The FERC NOPR also proposes to create penalties for transmission providers, including organized market entities, that fail to comply with certain process requirements (such as meeting study deadlines). While interconnection applicants will be subject to considerable penalties of more than one class if they fail to proceed with the interconnection process, FERC proposes to impose penalties on transmission providers of $500 per day, not to exceed the total amount of the deposit applicable to the late study. These penalties will be subject to a number of mitigants. The penalties will not apply until the 10th business day of delinquency, which indicates that a transmission provider could cumulatively delay serial studies within a particular study cluster by multiple weeks without being exposed to any penalties at all. FERC expressed a goal of avoiding an “unnecessarily punitive” approach as to transmission providers.

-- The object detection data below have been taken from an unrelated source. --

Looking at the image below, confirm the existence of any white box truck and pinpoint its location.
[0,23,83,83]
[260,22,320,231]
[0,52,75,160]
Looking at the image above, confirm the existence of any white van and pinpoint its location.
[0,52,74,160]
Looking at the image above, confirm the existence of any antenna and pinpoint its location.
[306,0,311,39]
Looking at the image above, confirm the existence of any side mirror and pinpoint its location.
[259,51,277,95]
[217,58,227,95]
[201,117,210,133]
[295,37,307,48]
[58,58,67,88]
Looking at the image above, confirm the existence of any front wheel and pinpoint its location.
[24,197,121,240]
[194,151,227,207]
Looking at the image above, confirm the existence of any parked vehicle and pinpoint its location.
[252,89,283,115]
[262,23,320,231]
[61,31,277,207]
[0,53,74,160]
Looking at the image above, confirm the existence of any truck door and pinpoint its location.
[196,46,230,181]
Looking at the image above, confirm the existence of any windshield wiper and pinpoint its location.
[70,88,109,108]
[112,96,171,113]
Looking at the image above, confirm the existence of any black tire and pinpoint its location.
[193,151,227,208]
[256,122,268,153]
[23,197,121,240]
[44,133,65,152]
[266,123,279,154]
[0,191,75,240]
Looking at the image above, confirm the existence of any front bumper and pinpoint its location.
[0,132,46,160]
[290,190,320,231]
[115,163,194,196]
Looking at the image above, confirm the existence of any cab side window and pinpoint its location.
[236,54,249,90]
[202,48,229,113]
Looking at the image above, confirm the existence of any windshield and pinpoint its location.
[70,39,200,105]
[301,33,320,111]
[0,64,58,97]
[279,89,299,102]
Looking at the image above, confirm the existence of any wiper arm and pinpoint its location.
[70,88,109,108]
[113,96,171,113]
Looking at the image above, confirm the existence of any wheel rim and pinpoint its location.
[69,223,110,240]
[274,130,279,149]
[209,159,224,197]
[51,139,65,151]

FERC expects to address how a regional market entity, such as an ISO or RTO (which, as a regulated non-profit utility, has no distributable net income or surplus assets), may be allowed to simply pass any penalties along to others, potentially retaining no real punitive risk on its own account. The FERC NOPR does not explain how this will incent an ISO or RTO to comply with study deadlines.

PJM Proposal

The PJM proposal (PJM Proposal) is a nine-part revision to both currently effective and future interconnection requirements. It was filed with FERC two days prior to FERC’s release of the FERC NOPR. PJM relies literally on the term “first-ready, first-served,” the same as the FERC NOPR. Like the FERC NOPR, the PJM Proposal proposes to increase current generator site control requirements and to impose penalties on interconnection applicants that do not comply with readiness requirements. And the PJM Proposal includes provisions that would bless, in effect retroactively, the severe delays in PJM interconnection processing that date back to 2016 and would establish transition timelines that would permit PJM to ultimately delay some projects by multiple years apiece.

But the PJM Proposal is not a discussion piece or a tee-up to a final regulation. Instead, the PJM Proposal is a tariff filing. At press time, the PJM Proposal has been set by FERC for only a brief comment period, and the PJM Proposal is proposed to become effective in separate parts on October 3, 2022, January 3, 2023, or later. Even if FERC were to suspend the PJM Proposal for the maximum five-month period provided for under FERC’s enabling legislation, the PJM Proposal could become effective not long after the effective dates that have been requested by PJM. By contrast, the FERC NOPR will be subject, at minimum, to 100 days of initial comments, 30 days of reply comments, some period for FERC staff and Commission review (likely a minimum of 60 to 90 days), the issuance of a final rule, and then inevitable requests for rehearing and potentially appeals—and would need to be implemented via utility-by-utility tariff compliance filings. The result is that the PJM Proposal could take effect, in some form, many months before the proposals in the FERC NOPR have concrete form.

Comment Due Dates

Motions to intervene and comments on the PJM Proposal are due for filing by July14, 2022—a date that was already extended once and could be extended further. Comments in the FERC NOPR proceeding will likely be due during late September 2022, depending on the date of the FERC NOPR’s publication in the Federal Register.


1 Tariff Revisions for Interconnection Process Reform, FERC Docket No. ER22-2110-000, Acc. No. 20220614-5081 (filed June 14, 2022)(“PJM Proposal”).  

2 Improvements to Generator Interconnection Procedures and Agreements, Notice of Proposed Rulemaking, Docket No. RM22-14-000, 179 FERC ¶ 61,194 (June 16, 2022)(“FERC NOPR”).